Kowey P R, Friehling T D, Wetstein L, O'Connor K M, Kelliher G J
Am J Cardiol. 1984 Aug 1;54(3):421-3. doi: 10.1016/0002-9149(84)90209-1.
Site of stimulation is an important variable in the inducibility of ventricular tachycardia in both non-human animal infarction models and in humans; that is, proximity of the stimulating electrode to the site of reentry facilitates the induction of sustained arrhythmia. Whether site of stimulation is decisive in measurement of vulnerability to ventricular fibrillation (VF) during acute coronary occlusion has not been fully evaluated. We measured VF thresholds in 9 chloralose-anesthetized cats at 2 right ventricular and 3 left ventricular sites (2 endocardial, 3 intramural) before and after abrupt occlusion of the anterior descending coronary artery. VF thresholds were measured using a single stimulus of increasing intensity delivered during ventricular drive. Although VF thresholds were lower at endocardial sites, there were no significant differences in VF threshold among any of the sites tested at control. After occlusion, VF thresholds fell to a similar extent at all 5 sites tested. The percent reduction in VF threshold at any site was not influenced by the sequence of testing. VF may be precipitated from multiple sites and, unlike ventricular tachycardia, does not represent an isolated focus of arrhythmogenicity.

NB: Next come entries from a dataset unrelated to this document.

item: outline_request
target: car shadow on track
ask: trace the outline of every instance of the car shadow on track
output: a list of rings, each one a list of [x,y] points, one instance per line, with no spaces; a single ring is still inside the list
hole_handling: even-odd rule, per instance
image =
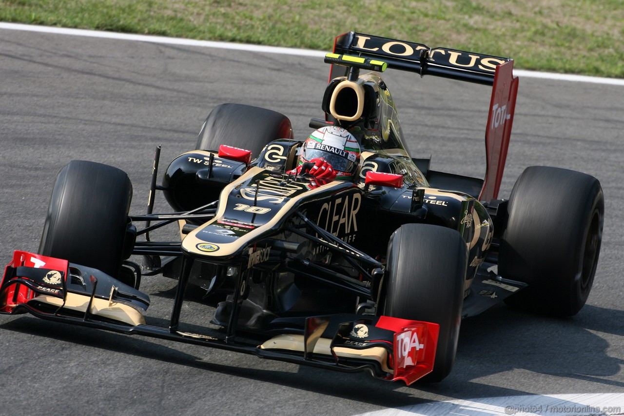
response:
[[[601,377],[617,374],[624,362],[609,356],[607,354],[609,343],[590,330],[624,336],[624,329],[619,324],[622,322],[624,312],[590,305],[577,317],[566,319],[536,317],[504,306],[496,307],[462,323],[457,359],[446,379],[438,384],[417,383],[409,389],[402,384],[376,380],[366,374],[345,374],[305,366],[292,372],[254,368],[253,364],[229,365],[207,362],[203,357],[181,351],[181,344],[172,342],[152,342],[142,337],[30,317],[6,322],[0,324],[0,329],[368,405],[397,408],[427,402],[438,395],[453,399],[526,395],[527,392],[522,390],[472,381],[515,369],[600,383],[607,388],[605,390],[621,389],[624,383]],[[180,349],[176,349],[178,346]]]

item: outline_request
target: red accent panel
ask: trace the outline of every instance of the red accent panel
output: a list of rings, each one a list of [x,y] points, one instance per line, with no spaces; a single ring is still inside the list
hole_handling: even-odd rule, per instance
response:
[[[4,269],[0,286],[3,285],[8,279],[9,267],[44,267],[53,270],[62,270],[67,275],[69,262],[66,260],[49,257],[41,254],[35,254],[27,251],[16,250],[13,253],[13,260]],[[24,285],[14,284],[9,286],[0,294],[0,311],[11,312],[13,308],[19,304],[25,304],[35,297],[35,293]]]
[[[366,172],[366,179],[364,182],[366,185],[381,185],[400,188],[403,186],[403,176],[369,171]]]
[[[496,67],[485,127],[487,167],[480,201],[495,199],[500,188],[518,93],[518,77],[513,71],[513,61]]]
[[[219,146],[219,157],[242,162],[248,165],[251,162],[251,151],[222,144]]]
[[[433,370],[440,325],[382,316],[375,326],[394,332],[394,374],[389,379],[409,385]]]

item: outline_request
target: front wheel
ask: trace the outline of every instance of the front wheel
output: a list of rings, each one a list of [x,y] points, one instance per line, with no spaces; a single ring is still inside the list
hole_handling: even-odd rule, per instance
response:
[[[39,253],[117,277],[129,254],[132,196],[132,186],[124,171],[72,161],[57,176]]]
[[[384,315],[440,325],[433,371],[422,381],[441,381],[455,362],[467,256],[459,233],[443,227],[405,224],[390,237]]]
[[[531,166],[507,207],[499,274],[529,284],[505,302],[531,312],[575,315],[585,305],[598,264],[605,199],[598,179]]]

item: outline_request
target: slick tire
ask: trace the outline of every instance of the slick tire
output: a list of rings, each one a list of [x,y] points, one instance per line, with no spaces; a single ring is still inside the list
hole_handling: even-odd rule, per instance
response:
[[[545,166],[516,181],[500,241],[499,274],[529,286],[505,302],[534,313],[576,314],[592,289],[605,199],[598,179]]]
[[[222,104],[208,116],[195,148],[216,151],[227,144],[250,150],[255,159],[268,143],[288,138],[293,138],[293,129],[286,116],[259,107]]]
[[[57,176],[39,253],[117,277],[127,251],[132,196],[132,186],[122,171],[72,161]]]
[[[440,325],[433,371],[421,381],[436,382],[455,362],[468,254],[455,230],[410,224],[391,236],[384,315]]]

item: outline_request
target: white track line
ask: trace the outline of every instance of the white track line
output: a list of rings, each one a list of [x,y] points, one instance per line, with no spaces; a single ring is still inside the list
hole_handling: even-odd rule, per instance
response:
[[[617,416],[624,412],[621,393],[482,397],[426,402],[359,416]]]
[[[56,34],[66,34],[74,36],[87,36],[89,37],[103,37],[105,39],[115,39],[124,41],[151,42],[153,43],[162,43],[172,45],[199,46],[201,47],[215,47],[223,49],[233,49],[235,51],[263,52],[271,54],[280,54],[282,55],[298,55],[300,56],[312,56],[315,57],[322,57],[325,56],[325,52],[323,51],[312,51],[310,49],[296,49],[290,47],[263,46],[261,45],[250,45],[242,43],[231,43],[228,42],[197,41],[192,39],[183,39],[180,37],[166,37],[165,36],[137,35],[131,34],[129,33],[117,33],[115,32],[89,31],[82,29],[67,29],[65,27],[39,26],[31,24],[21,24],[19,23],[5,23],[0,22],[0,29],[7,29],[16,31],[27,31],[29,32],[40,32],[42,33],[53,33]],[[618,79],[615,78],[600,78],[598,77],[588,77],[582,75],[569,75],[567,74],[540,72],[532,71],[523,71],[522,69],[514,71],[514,75],[517,75],[518,76],[531,78],[555,79],[557,81],[572,81],[575,82],[608,84],[610,85],[624,86],[624,79]]]

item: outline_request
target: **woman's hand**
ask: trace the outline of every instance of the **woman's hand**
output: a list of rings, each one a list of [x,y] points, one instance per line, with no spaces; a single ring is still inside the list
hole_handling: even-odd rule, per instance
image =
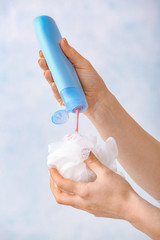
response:
[[[131,186],[121,176],[102,165],[93,153],[85,163],[97,176],[94,182],[74,182],[64,179],[56,169],[50,169],[50,187],[56,201],[98,217],[127,219],[127,214],[131,211],[129,202],[135,194]]]
[[[74,48],[72,48],[65,38],[60,41],[60,47],[66,57],[73,64],[82,88],[86,95],[88,102],[88,109],[85,111],[86,115],[92,114],[95,111],[96,106],[99,107],[100,103],[104,101],[104,96],[109,93],[102,78],[98,75],[95,69],[92,67],[90,62],[82,57]],[[38,60],[39,66],[44,70],[44,76],[50,84],[57,101],[62,105],[63,101],[58,93],[54,79],[52,78],[51,72],[48,69],[46,60],[44,59],[43,53],[39,51],[40,59]]]
[[[102,165],[92,153],[85,163],[97,176],[94,182],[74,182],[50,169],[50,188],[56,201],[97,217],[127,220],[159,240],[160,209],[139,197],[125,179]]]

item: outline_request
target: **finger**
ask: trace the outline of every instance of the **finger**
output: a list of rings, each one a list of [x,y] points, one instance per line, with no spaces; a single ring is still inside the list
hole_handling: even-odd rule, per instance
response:
[[[61,96],[60,96],[60,94],[58,92],[58,89],[56,87],[55,82],[52,82],[50,84],[50,86],[51,86],[51,89],[53,91],[53,94],[54,94],[54,97],[56,98],[56,100],[59,102],[60,105],[64,105],[63,100],[62,100],[62,98],[61,98]]]
[[[42,53],[42,50],[39,50],[39,56],[42,57],[42,58],[44,58],[44,55],[43,55],[43,53]]]
[[[101,175],[105,168],[92,152],[90,152],[89,157],[84,162],[97,176]]]
[[[46,71],[46,70],[49,69],[49,68],[48,68],[48,65],[47,65],[47,63],[46,63],[46,60],[45,60],[44,58],[39,58],[39,59],[38,59],[38,64],[39,64],[39,66],[42,68],[42,70],[44,70],[44,71]]]
[[[71,63],[77,68],[84,68],[88,65],[88,61],[82,57],[74,48],[72,48],[65,38],[62,38],[60,41],[60,47],[66,57],[69,58]]]
[[[55,186],[53,179],[50,177],[50,188],[56,199],[56,202],[63,205],[80,208],[82,200],[77,195],[62,192]]]
[[[85,192],[87,183],[74,182],[70,179],[65,179],[55,168],[51,168],[49,171],[51,178],[56,183],[58,188],[70,193],[77,194],[79,196],[82,196]]]
[[[44,72],[44,76],[45,76],[45,79],[47,80],[47,82],[49,84],[53,83],[54,80],[53,80],[53,77],[52,77],[52,74],[51,74],[50,70],[46,70]]]

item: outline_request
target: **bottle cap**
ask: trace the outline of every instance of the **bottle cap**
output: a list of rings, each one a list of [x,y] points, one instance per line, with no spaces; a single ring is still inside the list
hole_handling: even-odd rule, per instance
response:
[[[64,124],[68,121],[68,119],[69,114],[66,110],[56,111],[51,117],[51,120],[54,124]]]

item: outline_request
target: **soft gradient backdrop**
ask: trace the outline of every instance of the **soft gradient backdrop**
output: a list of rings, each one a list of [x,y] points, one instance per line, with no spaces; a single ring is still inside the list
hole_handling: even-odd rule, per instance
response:
[[[0,239],[149,239],[125,221],[58,205],[50,192],[47,145],[72,133],[75,118],[63,126],[50,120],[59,106],[38,67],[32,26],[42,14],[56,20],[124,108],[160,139],[160,1],[0,0]],[[83,115],[80,131],[98,135]]]

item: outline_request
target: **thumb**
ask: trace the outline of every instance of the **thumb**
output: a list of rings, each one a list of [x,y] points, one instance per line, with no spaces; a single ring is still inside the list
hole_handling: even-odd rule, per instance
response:
[[[101,175],[102,170],[105,168],[92,152],[90,152],[89,157],[84,162],[96,175]]]
[[[74,48],[72,48],[66,38],[62,38],[60,41],[60,47],[66,57],[70,60],[70,62],[77,68],[85,68],[89,62],[87,59],[82,57]]]

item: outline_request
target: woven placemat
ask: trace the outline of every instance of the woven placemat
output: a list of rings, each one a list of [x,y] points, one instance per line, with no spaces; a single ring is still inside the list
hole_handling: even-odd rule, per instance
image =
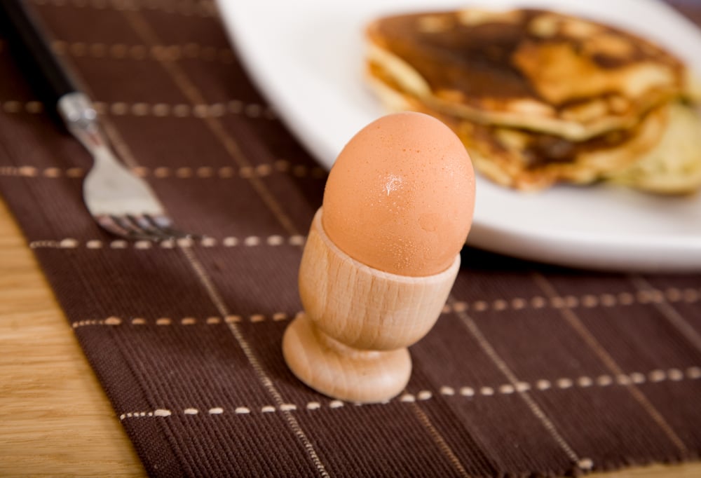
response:
[[[32,4],[120,155],[179,226],[210,236],[101,231],[81,199],[90,157],[0,43],[0,192],[149,474],[561,475],[698,458],[701,274],[466,249],[404,393],[358,406],[303,385],[280,343],[326,172],[247,77],[214,5]]]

在非人类动物梗死模型和人类中,刺激部位是室性心动过速诱导性的一个重要变量;也就是说,刺激电极与折返部位的接近程度有助于诱发持续性心律失常。在急性冠状动脉闭塞期间,刺激部位在心室颤动(VF)易损性测量中是否起决定性作用尚未得到充分评估。我们在9只水合氯醛麻醉的猫身上,于冠状动脉前降支突然闭塞前后,在右心室的2个部位和左心室的3个部位(2个心内膜部位、3个壁内部位)测量了VF阈值。VF阈值是通过在心室起搏期间给予强度递增的单个刺激来测量的。尽管心内膜部位的VF阈值较低,但在对照时所测试的任何部位之间,VF阈值均无显著差异。闭塞后,所有5个测试部位的VF阈值下降程度相似。任何部位VF阈值的降低百分比不受测试顺序的影响。VF可能从多个部位诱发,并且与室性心动过速不同,它并不代表一个孤立的致心律失常灶。